Titling my work is not an afterthought, but a significant step in my art-making. However, there are times when I struggle with it, even though I’ve been a word nerd since childhood. In considering this subject, I wondered what some of my colleagues thought, so I invited their voices into the discussion.

While attaching titles to creative works serves to differentiate them from others, artists often go beyond the practical. What is the purpose of titling a work of art to you?

Carol Stalcup, who creates abstract emotional landscapes, enjoys naming her work. “It’s a fun part of the process for me, and I see it as a way to communicate with the viewer, maybe draw them into more dialogue with the visual image, to ask more questions about it, to find more ways to connect to it.”

Betsy Horn paints stylized depictions of Texas state parks. For her, the primary purposes of a title are identification of the place, or communication of an idea having to do with the place or the painting.

Cityscape watercolorist Heidi Russell uses titles as a way to “inform the viewer what’s on my mind.”

“I title my work to add my own voice to my visual art. Its ‘name’ adds identity,” remarks Helen Searl regarding her watercolor landscapes and cloudscapes. “I believe that it helps create mood, bringing my vision to life.”

Kay Briggs, known for her seascapes, adds to the conversation: “For me, a lot of it is because it is “expected” of you. However, it also much easier to track the history of your paintings when you  give  them names/titles and attempt to maintain a list. I photograph paintings once I have set them aside to let them ‘mature.’ Not only is this useful as another way of viewing the entire painting, but often I have to look at the data embedded in the photo to date them.”

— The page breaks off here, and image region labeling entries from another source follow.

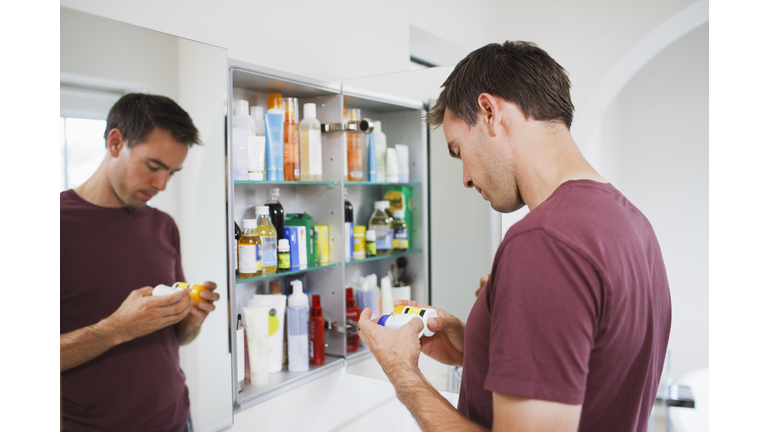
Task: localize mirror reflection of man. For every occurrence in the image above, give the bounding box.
[60,94,219,431]
[359,42,671,431]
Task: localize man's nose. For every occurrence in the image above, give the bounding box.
[152,171,171,191]
[462,166,475,188]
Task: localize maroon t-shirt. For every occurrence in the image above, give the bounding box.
[60,190,189,432]
[458,180,671,432]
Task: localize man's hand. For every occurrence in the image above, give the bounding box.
[395,300,464,366]
[357,308,428,379]
[475,273,491,297]
[176,281,220,345]
[107,286,193,343]
[59,287,193,372]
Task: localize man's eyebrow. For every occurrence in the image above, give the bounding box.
[448,141,458,159]
[147,158,183,172]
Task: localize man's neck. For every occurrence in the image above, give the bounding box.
[74,159,126,208]
[518,129,608,210]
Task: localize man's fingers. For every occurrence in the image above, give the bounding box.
[427,317,464,331]
[401,318,424,334]
[132,286,154,297]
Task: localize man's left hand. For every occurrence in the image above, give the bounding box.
[358,308,424,380]
[178,281,220,328]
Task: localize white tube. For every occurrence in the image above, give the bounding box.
[248,294,285,373]
[381,276,395,315]
[387,148,400,183]
[243,307,269,385]
[395,144,409,183]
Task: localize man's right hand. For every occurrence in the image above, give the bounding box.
[106,286,194,342]
[395,300,464,366]
[59,287,194,372]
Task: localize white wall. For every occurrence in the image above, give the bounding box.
[61,0,708,427]
[599,24,709,379]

Here are my thoughts: For me, titling is an extension of the creative act, a way to add meaning rather than description—although I’ll have to admit, sometimes description seems the way to go. I want the title to help the observer relate to the subject or to raise questions—without imposing too heavy-handed an interpretation.

Naming a work Untitled has been a common practice among contemporary artists. How do you feel about Untitled as a title?

“I am not a fan of using ‘Untitled’ except in rare instances,” Helen remarks. “It creates a void in the work for me as though showing it was a last minute rushed idea without careful consideration. An extreme example: Your newborn leaves the hospital named: Baby Boy! Well, maybe that’s a bit much, but art is important, and a name (or title) adds to the significance.”

Betsy and Kay, on the other hand, are okay with the practice. “If an artist uses ‘Untitled’, it doesn’t bother me.  It’s the artist’s choice,” says Betsy. Kay adds, “I am ok with it, but it would make record keeping a bigger pain.”

“I understand why some artists do it, but I find it a little frustrating, as if the artist closed a door of possibility on communicating with the viewer,” states Carol. “But maybe some people just don’t like tying in visual images with words like I do!”

And Heidi thinks it’s, well, “boring.”

I may eat my own words, but I’ve been known to say, “You will never see ‘Untitled’ on any of my works.” I sometimes need a little help understanding the artist’s intent. Titles can help. But the viewpoint that a title can stand in the way of the observer and the work is one I respect.

The average museum or exhibit visitor may have thought little about what goes into naming a work. How do you arrive at titles?

Not surprisingly, intuition is key to arriving at a work’s moniker. “If the painting communicates a title to me that is more than identification of the place, it’s an intuitive thought,” says Betsy.

“I allow the title to reveal itself to me,” says Helen. “It’s more of a feeling or thought put into words than a process.”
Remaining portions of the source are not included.